The union of the following languages, $L_1 \cup L_2$, is non-regular, but nevertheless it cannot be proven using pumping lemma.

$L_1 = \{u_1 v_1 w v_2 u_2 : u_1,u_2,v_1,v_2,w \in [4]^*,$ and either $v_1=w$, $v_1=w$, or $v_2=v_2\}$

$L_2 = \{w : w\in [4]^*,$ and precisely $1/7$ of symbols in $w$ are 3’s $\}$

* Regular languages are precisely constant-space languages

Theorem.  A regular language can be recognized by a two-way read-only Turing machine.

Proof sketch.  Record the configuration of each time we first visit the $i$-th cell.  Define a finite automaton to simulate the same behavior.

Theorem.  $\textsc{Space}(o(\log\log n))$ is the same as $\textsc{Space}(1)$, both are the class of regular languages.  That is, having an algorithm that uses $o(\log\log n)$-space is equal to not using any space.

Proof sketch.  If a Turing machine uses $s(n)$ space, there are $2^{O(s(n))}$ possible configurations and $2^{2^{O(s(n))}}$ possible crossing sequences.  If $s(n) = o(\log\log n)$ then there are two crossing sequences that are the same, and we can further shorten a shortest string accepted by the machine by the following lemma:

Lemma.  Let $M$ be a machine and $x$ be the input.  Suppose two crossing sequence $C_i$ and $C_j$ are equal; then by removing the substring of $x$ from index $i+1$ to $j-i$ (assume $i < j$), we get another string that is accepted by the machine $M$.

The following language is non-regular but can be decided in $O(\log\log n)$ space:

$L = \{\#(0)_2\#(1)_2\# \ldots \#(2^k-1)_2\# : k \ge 0\}$,

where $(i)_2$ is the binary representation of $i$.

* Generating function of regular language

For a given language $L \subseteq \Sigma^*$,

$S_L(z) = \sum_{n\ge 0} |L \cap \Sigma^n| z^n$

is the generating function of $L$.  Using analytic combinatorics we can prove the following useful facts.

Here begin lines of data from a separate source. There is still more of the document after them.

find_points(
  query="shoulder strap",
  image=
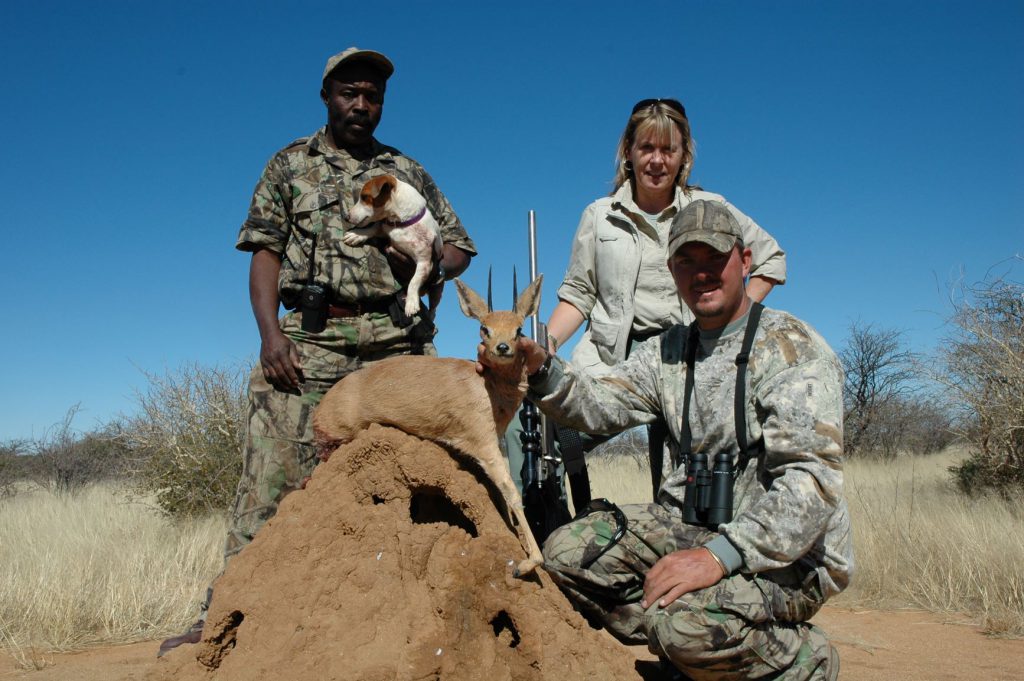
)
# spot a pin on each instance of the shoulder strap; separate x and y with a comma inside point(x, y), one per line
point(739, 406)
point(657, 454)
point(692, 340)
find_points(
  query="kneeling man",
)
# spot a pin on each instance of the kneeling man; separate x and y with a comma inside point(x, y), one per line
point(751, 534)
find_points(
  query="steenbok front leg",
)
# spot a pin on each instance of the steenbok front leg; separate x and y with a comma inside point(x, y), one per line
point(499, 474)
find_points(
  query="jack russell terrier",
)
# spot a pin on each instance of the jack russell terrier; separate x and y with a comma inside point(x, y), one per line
point(389, 207)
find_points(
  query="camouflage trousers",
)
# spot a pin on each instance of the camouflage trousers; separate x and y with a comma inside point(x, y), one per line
point(745, 627)
point(278, 452)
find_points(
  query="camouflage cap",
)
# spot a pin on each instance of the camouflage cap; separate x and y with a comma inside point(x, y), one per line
point(706, 221)
point(356, 54)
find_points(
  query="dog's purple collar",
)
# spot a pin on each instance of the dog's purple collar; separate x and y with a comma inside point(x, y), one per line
point(413, 220)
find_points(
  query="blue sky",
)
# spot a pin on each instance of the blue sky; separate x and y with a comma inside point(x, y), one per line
point(881, 142)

Theorem.  For a regular language $L$, the generating function $S_L(z)$ is rational.

Theorem.  Let $A=(Q,\Sigma,\delta,q_0,F)$ be a finite automaton of a language $L$.  Then the generating function of $L$ is the following rational function determined under matrix form

$S_L(z) = [q_0]^T(I-z[\delta])^{-1}[F]$,

where $[\delta](i,j) = | \{$ number of different labels between $q_i$ and $q_j \}|$; $[q_0]$ and $[F]$ as characteristic vectors.

* Minimizing finite automata

Brzozowski’s algorithm use only power set construction $\textsc{Power}$ and edge reversal $\textsc{Rev}$.  One can observe that reversing edges of a DFA gives an NFA of the reverse language.  Then the power set construction gives a minimum DFA.  This algorithm takes exponential time in the worst case.

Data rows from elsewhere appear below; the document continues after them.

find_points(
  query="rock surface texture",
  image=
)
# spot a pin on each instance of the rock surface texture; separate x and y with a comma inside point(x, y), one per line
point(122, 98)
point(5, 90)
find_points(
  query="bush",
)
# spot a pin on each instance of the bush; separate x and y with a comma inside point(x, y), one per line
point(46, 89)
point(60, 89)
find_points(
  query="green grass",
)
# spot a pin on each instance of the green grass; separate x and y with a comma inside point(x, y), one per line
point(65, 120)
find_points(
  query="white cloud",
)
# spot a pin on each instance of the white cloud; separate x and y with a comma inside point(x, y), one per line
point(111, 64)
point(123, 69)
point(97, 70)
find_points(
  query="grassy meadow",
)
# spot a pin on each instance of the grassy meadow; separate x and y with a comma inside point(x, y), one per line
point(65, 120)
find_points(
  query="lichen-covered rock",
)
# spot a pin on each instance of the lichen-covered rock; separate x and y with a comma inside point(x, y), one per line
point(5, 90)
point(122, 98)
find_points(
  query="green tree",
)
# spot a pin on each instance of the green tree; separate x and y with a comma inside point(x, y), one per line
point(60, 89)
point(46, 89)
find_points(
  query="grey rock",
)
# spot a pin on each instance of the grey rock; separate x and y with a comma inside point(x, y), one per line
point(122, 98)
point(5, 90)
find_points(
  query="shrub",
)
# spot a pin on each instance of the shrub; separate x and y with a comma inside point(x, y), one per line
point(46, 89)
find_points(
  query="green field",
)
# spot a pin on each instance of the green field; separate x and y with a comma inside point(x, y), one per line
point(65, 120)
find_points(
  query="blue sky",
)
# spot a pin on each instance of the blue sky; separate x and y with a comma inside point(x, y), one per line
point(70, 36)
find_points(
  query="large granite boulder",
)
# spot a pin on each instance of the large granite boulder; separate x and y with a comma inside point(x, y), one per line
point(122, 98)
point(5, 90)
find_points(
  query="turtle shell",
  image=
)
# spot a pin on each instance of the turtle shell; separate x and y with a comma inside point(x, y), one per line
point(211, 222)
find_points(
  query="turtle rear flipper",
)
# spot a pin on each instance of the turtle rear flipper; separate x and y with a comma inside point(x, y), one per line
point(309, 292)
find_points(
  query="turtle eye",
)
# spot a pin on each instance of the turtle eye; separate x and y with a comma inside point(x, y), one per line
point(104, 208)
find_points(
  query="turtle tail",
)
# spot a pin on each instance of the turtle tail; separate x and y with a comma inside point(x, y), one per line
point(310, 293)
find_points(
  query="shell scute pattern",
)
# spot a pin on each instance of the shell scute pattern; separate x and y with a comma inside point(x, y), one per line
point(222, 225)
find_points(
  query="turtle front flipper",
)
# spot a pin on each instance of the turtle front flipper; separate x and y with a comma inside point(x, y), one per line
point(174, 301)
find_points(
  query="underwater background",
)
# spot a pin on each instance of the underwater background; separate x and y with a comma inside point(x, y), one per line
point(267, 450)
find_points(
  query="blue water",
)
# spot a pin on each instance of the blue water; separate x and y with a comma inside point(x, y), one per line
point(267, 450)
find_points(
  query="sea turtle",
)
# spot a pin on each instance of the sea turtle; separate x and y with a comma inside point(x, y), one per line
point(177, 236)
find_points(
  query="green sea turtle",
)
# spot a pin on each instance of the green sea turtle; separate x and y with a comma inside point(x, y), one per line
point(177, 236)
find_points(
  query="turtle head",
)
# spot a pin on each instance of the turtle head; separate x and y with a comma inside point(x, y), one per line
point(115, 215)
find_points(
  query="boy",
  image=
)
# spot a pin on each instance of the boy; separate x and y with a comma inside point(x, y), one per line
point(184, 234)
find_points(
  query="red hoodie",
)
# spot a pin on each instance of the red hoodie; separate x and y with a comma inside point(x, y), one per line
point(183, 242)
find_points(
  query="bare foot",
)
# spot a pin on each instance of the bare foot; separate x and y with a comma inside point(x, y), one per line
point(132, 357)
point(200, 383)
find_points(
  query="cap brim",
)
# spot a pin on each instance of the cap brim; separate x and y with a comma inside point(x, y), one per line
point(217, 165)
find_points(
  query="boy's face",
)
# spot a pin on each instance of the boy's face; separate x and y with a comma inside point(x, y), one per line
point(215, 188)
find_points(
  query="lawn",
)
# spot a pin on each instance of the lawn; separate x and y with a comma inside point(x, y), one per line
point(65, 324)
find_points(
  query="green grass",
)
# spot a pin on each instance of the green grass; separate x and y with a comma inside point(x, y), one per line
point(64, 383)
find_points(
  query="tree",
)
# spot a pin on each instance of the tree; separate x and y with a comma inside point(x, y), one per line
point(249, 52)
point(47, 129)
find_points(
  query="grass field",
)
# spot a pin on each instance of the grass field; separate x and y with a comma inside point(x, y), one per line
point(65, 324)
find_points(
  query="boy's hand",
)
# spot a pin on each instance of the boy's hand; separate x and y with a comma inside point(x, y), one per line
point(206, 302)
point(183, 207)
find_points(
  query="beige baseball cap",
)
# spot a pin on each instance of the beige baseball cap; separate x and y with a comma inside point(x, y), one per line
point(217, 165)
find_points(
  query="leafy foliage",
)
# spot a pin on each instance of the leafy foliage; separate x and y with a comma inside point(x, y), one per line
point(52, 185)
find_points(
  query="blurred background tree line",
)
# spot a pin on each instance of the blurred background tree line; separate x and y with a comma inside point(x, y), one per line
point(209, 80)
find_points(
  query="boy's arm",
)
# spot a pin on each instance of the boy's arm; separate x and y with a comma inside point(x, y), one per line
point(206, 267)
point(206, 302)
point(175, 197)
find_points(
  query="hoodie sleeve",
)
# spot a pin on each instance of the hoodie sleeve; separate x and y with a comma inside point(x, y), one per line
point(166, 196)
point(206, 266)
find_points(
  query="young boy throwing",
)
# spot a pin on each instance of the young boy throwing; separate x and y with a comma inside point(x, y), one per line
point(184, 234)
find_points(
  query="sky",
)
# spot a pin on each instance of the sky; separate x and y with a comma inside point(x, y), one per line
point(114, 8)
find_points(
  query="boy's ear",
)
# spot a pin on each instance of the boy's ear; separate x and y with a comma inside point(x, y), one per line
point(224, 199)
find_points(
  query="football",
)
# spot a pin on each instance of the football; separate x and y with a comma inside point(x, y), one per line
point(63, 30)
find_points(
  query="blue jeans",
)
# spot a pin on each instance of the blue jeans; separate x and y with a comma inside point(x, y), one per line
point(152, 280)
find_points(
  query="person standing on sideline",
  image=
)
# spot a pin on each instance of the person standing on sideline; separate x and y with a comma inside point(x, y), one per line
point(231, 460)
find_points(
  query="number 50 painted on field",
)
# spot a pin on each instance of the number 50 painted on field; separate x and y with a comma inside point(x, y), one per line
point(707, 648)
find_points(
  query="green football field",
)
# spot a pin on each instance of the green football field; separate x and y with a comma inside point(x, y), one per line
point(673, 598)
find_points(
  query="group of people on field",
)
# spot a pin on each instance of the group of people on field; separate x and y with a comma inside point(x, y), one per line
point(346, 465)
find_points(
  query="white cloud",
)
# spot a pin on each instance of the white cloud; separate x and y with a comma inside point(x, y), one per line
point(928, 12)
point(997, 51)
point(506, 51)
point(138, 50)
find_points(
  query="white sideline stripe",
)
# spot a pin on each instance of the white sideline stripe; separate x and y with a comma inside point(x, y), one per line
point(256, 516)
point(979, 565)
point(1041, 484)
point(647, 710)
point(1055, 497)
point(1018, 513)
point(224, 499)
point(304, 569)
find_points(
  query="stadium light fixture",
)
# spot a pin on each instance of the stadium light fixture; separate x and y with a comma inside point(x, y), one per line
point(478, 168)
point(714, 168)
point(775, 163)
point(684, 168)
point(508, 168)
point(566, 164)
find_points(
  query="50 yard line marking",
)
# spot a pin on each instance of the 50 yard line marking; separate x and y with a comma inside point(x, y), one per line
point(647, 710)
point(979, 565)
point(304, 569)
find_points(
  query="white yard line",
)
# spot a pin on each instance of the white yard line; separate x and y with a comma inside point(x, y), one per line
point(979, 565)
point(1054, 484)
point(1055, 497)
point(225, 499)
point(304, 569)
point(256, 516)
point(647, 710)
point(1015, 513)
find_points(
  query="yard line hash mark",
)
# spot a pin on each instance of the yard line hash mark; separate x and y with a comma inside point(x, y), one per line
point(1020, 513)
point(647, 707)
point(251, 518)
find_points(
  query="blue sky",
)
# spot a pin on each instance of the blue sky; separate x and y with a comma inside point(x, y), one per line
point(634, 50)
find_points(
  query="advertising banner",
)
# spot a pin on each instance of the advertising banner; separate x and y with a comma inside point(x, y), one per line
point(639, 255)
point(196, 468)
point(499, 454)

Hopcroft’s algorithm is the fastest algorithm known; runs in $O(n \log n)$ time.  Try to partition the states using the Myhill-Nerode equivalence relation.

* Relation with $AC^0$

Theorem.  $\mathsf{REG}$ and $\mathsf{AC}^0$ are incomparable.

Proof.  Parity is not in $\mathsf{AC}^0$.  Palindrome/addition/$\{ww : w \in \Sigma^*\}$ are not regular.